Representation Calibration and Uncertainty Guidance for Class-Incremental Learning based on Vision Language Model
Jiantao Tan, Peixian Ma, Tong Yu, Wentao Zhang, Ruixuan Wang
TL;DR
Class-incremental learning with Vision-Language Models faces forgetting and cross-task confusion as new classes are added. The authors propose a two-stage framework: first, task-specific adapters are trained on a frozen VLM image encoder; second, a cross-task representation calibration via Mixture of Projectors maps task-specific embeddings into a unified space, complemented by an entropy-based inference to select the most appropriate calibrated feature. Empirical results across CIFAR100, ImageNet-R, Cars196, Skin40, and Mini-ImageNet demonstrate state-of-the-art performance under exemplar-free settings and good generalization across pre-trained backbones.
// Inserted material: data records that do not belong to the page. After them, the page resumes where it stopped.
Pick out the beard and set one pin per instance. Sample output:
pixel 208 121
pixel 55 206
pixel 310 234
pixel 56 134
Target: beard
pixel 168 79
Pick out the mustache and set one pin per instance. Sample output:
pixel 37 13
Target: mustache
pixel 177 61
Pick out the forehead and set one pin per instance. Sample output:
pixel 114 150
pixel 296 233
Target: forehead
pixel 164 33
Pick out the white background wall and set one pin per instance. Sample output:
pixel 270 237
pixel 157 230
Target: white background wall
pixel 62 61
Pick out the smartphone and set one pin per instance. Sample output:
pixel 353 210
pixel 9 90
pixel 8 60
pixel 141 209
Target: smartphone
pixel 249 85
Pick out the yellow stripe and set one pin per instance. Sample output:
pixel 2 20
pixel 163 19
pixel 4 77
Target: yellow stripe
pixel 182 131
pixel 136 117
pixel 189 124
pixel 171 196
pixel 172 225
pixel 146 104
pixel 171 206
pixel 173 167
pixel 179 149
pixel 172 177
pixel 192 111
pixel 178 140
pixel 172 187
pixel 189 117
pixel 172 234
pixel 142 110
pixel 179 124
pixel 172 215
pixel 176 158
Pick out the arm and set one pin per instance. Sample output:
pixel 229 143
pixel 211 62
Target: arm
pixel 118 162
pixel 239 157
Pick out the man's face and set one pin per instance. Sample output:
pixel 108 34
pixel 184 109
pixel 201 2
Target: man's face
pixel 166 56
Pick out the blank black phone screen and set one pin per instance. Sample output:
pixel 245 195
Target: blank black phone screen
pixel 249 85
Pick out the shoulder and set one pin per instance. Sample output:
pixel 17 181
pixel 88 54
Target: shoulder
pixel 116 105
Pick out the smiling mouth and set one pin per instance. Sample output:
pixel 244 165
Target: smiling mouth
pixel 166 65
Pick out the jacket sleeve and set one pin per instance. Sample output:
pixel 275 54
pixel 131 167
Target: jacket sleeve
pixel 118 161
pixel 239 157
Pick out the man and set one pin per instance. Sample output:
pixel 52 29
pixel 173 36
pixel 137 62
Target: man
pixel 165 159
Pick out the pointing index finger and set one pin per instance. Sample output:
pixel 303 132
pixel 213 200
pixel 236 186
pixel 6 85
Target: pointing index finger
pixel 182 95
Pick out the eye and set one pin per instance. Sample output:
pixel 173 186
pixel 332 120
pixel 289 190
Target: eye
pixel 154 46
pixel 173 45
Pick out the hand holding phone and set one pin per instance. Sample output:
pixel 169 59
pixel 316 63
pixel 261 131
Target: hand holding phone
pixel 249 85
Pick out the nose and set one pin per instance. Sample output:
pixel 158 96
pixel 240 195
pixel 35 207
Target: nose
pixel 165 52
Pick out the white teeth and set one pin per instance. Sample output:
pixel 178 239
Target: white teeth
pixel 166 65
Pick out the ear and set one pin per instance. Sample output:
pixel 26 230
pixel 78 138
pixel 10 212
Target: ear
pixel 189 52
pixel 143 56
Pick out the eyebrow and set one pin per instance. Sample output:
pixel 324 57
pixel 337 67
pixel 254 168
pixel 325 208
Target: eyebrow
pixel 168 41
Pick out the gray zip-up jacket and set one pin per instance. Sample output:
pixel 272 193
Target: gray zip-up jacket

The approach is efficient in parameter usage and benefits from parallelizable multi-branch inference, suggesting practical applicability for scalable continual learning with VLMs.
Abstract
Class-incremental learning requires a learning system to continually learn knowledge of new classes and meanwhile try to preserve previously learned knowledge of old classes. As current state-of-the-art methods based on Vision-Language Models (VLMs) still suffer from the issue of differentiating classes across learning tasks. Here a novel VLM-based continual learning framework for image classification is proposed. In this framework, task-specific adapters are added to the pre-trained and frozen image encoder to learn new knowledge, and a novel cross-task representation calibration strategy based on a mixture of light-weight projectors is used to help better separate all learned classes in a unified feature space, alleviating class confusion across tasks. In addition, a novel inference strategy guided by prediction uncertainty is developed to more accurately select the most appropriate image feature for class prediction. Extensive experiments on multiple datasets under various settings demonstrate the superior performance of our method compared to existing ones.